Pero no fue solo Trigueros. Los críticos bogotanos Manrique Terán y Nieto Caballero señalaron, a poco de la publicación, que la novela poseía “demasiada cadencia”. Si examinamos, de modo muy somero, el reparo, hallaremos que, en la retórica tradicional, por cadencia se entiende “la proporcionada y grata distribución de los acentos y de los cortes y pausas, así en la prosa como en el verso”. El resaltado es mío.

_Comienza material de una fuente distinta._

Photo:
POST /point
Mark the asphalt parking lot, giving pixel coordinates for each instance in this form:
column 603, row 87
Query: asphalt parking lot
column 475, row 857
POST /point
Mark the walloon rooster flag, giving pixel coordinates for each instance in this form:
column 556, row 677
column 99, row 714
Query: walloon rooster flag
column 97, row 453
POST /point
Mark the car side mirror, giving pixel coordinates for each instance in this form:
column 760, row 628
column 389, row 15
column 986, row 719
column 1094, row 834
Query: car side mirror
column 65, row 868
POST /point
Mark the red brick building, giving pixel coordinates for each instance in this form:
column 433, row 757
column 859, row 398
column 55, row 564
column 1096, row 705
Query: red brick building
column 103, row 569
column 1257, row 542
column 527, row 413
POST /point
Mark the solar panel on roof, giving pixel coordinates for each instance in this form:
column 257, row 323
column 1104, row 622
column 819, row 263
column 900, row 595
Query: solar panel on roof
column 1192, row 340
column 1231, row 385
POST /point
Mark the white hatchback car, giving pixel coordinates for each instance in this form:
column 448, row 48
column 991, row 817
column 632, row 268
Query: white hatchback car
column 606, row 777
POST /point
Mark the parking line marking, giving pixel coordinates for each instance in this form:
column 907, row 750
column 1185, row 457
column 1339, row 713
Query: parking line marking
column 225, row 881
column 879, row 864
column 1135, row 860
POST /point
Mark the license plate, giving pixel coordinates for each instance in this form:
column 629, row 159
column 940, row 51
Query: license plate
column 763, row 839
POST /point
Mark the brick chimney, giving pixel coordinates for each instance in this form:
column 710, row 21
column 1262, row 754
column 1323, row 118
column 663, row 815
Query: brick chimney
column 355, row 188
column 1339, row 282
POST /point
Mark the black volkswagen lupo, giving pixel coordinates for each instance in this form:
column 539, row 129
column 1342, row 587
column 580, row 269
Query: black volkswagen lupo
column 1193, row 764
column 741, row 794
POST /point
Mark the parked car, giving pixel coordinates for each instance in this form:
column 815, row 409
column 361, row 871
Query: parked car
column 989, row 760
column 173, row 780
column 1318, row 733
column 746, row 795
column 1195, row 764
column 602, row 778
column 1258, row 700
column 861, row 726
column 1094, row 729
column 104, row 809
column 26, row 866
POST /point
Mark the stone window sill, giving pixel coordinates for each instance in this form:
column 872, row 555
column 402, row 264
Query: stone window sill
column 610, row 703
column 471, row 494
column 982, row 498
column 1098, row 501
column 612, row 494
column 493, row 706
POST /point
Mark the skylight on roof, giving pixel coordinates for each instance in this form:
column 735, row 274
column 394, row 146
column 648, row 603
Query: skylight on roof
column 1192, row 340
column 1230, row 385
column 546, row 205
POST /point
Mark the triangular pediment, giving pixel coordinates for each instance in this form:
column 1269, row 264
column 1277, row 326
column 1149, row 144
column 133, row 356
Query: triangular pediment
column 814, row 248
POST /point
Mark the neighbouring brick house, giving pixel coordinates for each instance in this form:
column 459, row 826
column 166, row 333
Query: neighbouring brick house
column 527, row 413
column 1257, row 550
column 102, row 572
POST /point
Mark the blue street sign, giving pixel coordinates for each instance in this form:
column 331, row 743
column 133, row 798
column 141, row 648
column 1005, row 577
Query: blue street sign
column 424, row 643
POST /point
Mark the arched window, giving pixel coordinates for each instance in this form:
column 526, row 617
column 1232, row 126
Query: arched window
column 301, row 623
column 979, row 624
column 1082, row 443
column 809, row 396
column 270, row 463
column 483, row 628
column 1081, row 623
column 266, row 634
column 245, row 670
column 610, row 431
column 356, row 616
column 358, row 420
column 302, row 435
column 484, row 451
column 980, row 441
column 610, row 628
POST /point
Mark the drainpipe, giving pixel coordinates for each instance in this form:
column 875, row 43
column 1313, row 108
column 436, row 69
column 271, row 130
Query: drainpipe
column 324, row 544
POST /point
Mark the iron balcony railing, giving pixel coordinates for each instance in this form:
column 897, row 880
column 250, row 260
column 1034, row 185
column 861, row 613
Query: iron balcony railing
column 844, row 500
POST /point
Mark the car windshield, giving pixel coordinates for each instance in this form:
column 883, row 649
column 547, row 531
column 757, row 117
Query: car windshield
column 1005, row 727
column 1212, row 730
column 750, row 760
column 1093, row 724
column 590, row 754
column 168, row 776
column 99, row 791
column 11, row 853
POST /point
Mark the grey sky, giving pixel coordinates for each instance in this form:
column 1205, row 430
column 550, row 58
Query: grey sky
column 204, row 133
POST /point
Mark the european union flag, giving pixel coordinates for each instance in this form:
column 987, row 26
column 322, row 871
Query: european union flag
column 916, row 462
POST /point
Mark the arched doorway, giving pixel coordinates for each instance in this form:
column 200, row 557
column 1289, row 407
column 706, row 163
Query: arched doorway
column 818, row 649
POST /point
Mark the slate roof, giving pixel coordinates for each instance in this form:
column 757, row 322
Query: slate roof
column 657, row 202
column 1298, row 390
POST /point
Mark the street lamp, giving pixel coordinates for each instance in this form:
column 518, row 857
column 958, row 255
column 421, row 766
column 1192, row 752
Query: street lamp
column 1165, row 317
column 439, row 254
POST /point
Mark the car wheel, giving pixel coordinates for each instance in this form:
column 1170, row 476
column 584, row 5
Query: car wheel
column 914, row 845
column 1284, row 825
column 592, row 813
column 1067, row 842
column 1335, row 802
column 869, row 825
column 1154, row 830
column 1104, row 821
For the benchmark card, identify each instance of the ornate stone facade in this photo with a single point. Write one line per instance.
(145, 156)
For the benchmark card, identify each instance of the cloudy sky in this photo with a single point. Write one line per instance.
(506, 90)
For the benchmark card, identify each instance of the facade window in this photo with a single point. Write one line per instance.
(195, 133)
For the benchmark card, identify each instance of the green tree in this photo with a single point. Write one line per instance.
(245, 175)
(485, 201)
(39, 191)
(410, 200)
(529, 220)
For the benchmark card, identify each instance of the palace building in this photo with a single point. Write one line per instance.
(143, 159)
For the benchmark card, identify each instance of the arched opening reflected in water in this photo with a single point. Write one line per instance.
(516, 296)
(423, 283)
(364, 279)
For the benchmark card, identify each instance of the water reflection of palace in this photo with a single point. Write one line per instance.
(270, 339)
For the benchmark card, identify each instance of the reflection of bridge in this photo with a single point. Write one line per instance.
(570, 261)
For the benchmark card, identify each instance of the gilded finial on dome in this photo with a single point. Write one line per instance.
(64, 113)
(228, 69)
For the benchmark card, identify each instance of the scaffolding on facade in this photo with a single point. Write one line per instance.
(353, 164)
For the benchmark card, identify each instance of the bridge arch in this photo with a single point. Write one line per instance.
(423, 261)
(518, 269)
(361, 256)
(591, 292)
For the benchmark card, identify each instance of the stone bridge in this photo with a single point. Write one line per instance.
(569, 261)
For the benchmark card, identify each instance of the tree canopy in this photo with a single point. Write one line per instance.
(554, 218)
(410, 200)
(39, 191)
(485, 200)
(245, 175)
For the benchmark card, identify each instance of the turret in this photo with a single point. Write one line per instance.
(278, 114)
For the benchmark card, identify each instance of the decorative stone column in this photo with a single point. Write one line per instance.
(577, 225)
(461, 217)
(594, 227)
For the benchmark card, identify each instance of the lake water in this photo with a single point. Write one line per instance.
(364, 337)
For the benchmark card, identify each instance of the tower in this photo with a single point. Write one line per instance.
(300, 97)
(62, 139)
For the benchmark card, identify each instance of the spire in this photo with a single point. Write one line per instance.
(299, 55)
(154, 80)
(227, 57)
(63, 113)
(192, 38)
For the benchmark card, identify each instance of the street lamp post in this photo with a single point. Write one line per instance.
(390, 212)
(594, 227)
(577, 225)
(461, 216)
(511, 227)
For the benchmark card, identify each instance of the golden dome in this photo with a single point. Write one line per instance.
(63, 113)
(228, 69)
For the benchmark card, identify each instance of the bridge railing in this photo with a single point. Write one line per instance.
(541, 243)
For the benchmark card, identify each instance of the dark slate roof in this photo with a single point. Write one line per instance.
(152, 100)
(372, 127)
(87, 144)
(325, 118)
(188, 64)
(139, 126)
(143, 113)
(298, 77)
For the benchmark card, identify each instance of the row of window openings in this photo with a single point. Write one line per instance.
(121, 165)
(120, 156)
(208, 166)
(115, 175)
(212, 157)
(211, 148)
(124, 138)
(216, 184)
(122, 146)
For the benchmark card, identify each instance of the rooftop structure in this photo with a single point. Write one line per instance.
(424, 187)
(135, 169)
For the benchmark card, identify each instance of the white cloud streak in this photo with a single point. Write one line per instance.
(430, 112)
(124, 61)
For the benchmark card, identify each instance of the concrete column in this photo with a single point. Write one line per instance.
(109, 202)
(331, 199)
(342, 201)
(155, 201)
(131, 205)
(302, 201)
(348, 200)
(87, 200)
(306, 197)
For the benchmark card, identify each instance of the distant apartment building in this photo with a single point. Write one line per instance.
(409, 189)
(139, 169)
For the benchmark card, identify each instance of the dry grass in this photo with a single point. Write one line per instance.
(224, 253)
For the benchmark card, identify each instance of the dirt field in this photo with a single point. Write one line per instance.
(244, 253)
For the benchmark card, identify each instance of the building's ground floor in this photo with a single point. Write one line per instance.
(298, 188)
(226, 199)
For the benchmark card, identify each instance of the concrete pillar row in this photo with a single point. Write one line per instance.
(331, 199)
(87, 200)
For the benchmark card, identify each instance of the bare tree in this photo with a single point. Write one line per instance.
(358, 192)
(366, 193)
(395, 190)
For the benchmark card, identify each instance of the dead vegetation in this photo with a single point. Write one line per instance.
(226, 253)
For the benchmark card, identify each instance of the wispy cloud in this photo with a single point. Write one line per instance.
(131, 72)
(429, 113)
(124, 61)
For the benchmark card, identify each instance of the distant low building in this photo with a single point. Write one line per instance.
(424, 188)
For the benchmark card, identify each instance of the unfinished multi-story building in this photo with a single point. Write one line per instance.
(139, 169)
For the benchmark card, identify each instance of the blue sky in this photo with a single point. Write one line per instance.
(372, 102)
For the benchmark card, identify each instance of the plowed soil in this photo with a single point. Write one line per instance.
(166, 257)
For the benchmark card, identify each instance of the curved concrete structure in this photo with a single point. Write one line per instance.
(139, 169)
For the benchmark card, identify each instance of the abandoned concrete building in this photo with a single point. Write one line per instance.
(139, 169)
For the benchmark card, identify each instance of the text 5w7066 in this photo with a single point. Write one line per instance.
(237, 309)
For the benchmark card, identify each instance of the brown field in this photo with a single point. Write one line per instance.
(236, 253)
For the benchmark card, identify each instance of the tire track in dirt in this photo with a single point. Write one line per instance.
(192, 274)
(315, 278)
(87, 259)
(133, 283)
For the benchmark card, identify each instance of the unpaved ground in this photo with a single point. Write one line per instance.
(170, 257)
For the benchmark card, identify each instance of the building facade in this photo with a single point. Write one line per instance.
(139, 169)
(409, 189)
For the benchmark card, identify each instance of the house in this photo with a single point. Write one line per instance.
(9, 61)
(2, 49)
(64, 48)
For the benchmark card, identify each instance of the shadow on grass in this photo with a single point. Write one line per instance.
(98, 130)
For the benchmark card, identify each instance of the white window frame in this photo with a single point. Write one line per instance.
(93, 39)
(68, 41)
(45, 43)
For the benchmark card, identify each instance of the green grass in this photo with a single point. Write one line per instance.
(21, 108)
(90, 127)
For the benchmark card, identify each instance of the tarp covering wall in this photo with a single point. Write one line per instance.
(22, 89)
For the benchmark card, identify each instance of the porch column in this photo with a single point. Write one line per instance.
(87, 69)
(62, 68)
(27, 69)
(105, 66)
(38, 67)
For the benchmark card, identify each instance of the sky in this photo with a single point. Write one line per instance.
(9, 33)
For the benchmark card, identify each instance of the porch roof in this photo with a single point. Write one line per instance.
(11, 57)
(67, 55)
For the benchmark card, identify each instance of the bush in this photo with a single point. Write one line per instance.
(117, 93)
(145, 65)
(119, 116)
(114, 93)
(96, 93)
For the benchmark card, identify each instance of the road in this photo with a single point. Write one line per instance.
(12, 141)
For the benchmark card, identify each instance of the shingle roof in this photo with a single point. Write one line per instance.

¿Puede pecarse, pues, en ella —inferido, en su definición, el equilibrio por las palabras proporcionada y grata—, de demasía? El imparcial Max Grillo estimó que sí, al recomendar una abstersión de “las asonancias y cadencias interiores de su bellísima obra para librarla de esas leves imperfecciones”. Pero es lo cierto que en el reparo, a más de la envidia, obraba la mala asimilación que en aquellos tiempos existía acerca del carácter omnicomprensivo del género novelesco, que —en una concepción avanzada— resume todos los demás géneros, incluida la versificación, si el texto lo requiere. Rivera, sin embargo, acaso por el respeto que Max Grillo le merecía, apeló al entonces joven poeta Rafael Maya para, con su ayuda, eliminar aquellas cadencias, suprimidas por completo en la segunda edición. Para hallarlas en expresiones como “bien sabe mi teniente que sigo siendo su subalterno como en Arauca”, cambiada por “bien sabe mi teniente que seguiré siendo subalterno suyo como en Arauca” (ejemplo que tomo de la admirable Introducción escrita por Luis Carlos Herrera S. J.), me parece que los críticos colombianos (ya que los extranjeros no mancillaron con estos pormenores sus elogios) debieron inspeccionar con lupa el texto riveriano, meticulosidad que no hace sino probar su mala fe.